Critical considerations for targeting colorectal liver metastases with nanotechnology

Usman Arshad  1 Paul A Sutton  2 Marianne B Ashford  3 Kevin E Treacher  4 Neill J Liptrott  5 Steve P Rannard  6 Christopher E Goldring  7 Andrew Owen  5
Affiliations
Review

Critical considerations for targeting colorectal liver metastases with nanotechnology

Usman Arshad et al. Wiley Interdiscip Rev Nanomed Nanobiotechnol. 2020 Mar.

Abstract

Colorectal cancer remains a significant cause of morbidity and mortality worldwide. Half of all patients develop liver metastases, presenting unique challenges for their treatment. The shortcomings of conventional chemotherapy has encouraged the use of nanomedicines; the application of nanotechnology in the diagnosis and treatment of disease.
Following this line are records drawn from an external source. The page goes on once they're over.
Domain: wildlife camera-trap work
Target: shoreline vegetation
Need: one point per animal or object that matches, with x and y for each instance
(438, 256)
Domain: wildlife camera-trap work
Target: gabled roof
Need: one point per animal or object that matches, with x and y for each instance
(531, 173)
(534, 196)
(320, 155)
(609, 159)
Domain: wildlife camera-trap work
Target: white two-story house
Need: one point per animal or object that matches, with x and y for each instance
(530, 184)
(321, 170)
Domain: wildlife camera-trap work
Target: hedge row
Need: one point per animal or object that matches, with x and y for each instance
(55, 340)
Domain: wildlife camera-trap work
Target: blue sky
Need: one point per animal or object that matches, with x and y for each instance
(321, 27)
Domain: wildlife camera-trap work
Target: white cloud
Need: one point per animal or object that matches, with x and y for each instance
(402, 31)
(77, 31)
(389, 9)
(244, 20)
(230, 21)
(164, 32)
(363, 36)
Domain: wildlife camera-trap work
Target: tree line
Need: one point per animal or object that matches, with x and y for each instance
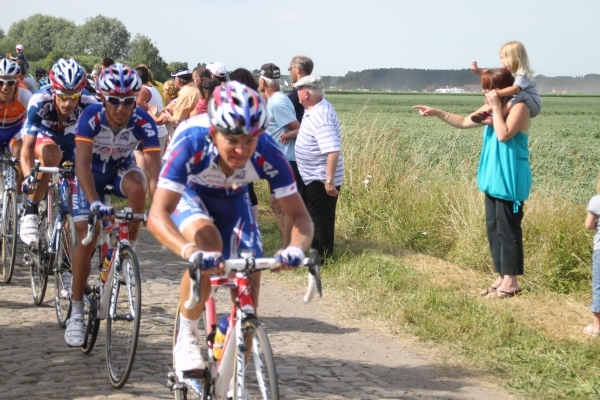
(46, 38)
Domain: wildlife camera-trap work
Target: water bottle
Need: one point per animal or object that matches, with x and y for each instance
(106, 266)
(220, 337)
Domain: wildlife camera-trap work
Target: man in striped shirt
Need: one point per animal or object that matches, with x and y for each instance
(320, 162)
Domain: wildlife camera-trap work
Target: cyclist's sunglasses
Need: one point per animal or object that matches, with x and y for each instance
(115, 101)
(11, 82)
(64, 96)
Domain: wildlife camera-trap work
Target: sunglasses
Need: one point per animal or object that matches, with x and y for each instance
(64, 96)
(11, 82)
(115, 101)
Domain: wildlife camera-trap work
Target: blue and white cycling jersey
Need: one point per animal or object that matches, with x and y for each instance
(43, 121)
(192, 161)
(112, 149)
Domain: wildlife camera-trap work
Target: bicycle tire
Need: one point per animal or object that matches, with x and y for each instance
(92, 323)
(260, 375)
(184, 393)
(9, 235)
(63, 263)
(127, 315)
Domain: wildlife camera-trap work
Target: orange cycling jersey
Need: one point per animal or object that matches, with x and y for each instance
(12, 115)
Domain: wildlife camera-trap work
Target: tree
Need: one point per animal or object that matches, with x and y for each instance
(102, 36)
(40, 34)
(143, 51)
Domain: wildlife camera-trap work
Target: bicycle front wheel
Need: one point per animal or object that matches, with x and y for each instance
(260, 376)
(63, 270)
(9, 235)
(123, 322)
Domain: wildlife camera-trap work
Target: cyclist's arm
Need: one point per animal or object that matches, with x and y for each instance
(83, 171)
(302, 225)
(160, 223)
(152, 163)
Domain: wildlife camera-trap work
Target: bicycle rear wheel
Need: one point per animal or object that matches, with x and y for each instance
(63, 270)
(123, 325)
(260, 376)
(9, 235)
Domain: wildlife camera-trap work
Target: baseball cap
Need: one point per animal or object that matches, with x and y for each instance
(217, 68)
(310, 81)
(181, 72)
(270, 71)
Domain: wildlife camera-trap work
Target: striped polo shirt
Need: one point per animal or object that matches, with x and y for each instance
(319, 135)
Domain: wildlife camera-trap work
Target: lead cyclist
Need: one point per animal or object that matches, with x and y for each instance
(202, 207)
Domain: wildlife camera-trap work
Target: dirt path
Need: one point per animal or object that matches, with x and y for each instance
(316, 355)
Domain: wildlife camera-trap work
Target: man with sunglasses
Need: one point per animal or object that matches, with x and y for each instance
(107, 133)
(13, 107)
(49, 134)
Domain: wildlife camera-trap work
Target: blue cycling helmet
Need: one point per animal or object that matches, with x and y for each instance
(67, 75)
(235, 109)
(119, 79)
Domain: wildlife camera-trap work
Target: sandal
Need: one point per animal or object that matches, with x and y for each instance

In spite of technological improvements in nanotechnology, the complexity of biological systems hinders the prospect of nanomedicines being applied in cancer therapy at the present time. This review highlights current biological barriers and discusses aspects of tumor biology together with the physicochemical features of the nanocarrier, that need to be considered in order to develop effective nanotherapeutics for colorectal cancer patients with liver metastases. It becomes clear that incorporating an interdisciplinary approach when developing nanomedicines should assure appropriate disease-driven design and that this will form a critical step in improving their clinical translation. This article is characterized under: Therapeutic Approaches and Drug Discovery > Nanomedicine for Oncologic Disease.

Keywords: colorectal cancer; drug delivery; liver metastases; nanomedicines; tumor biology.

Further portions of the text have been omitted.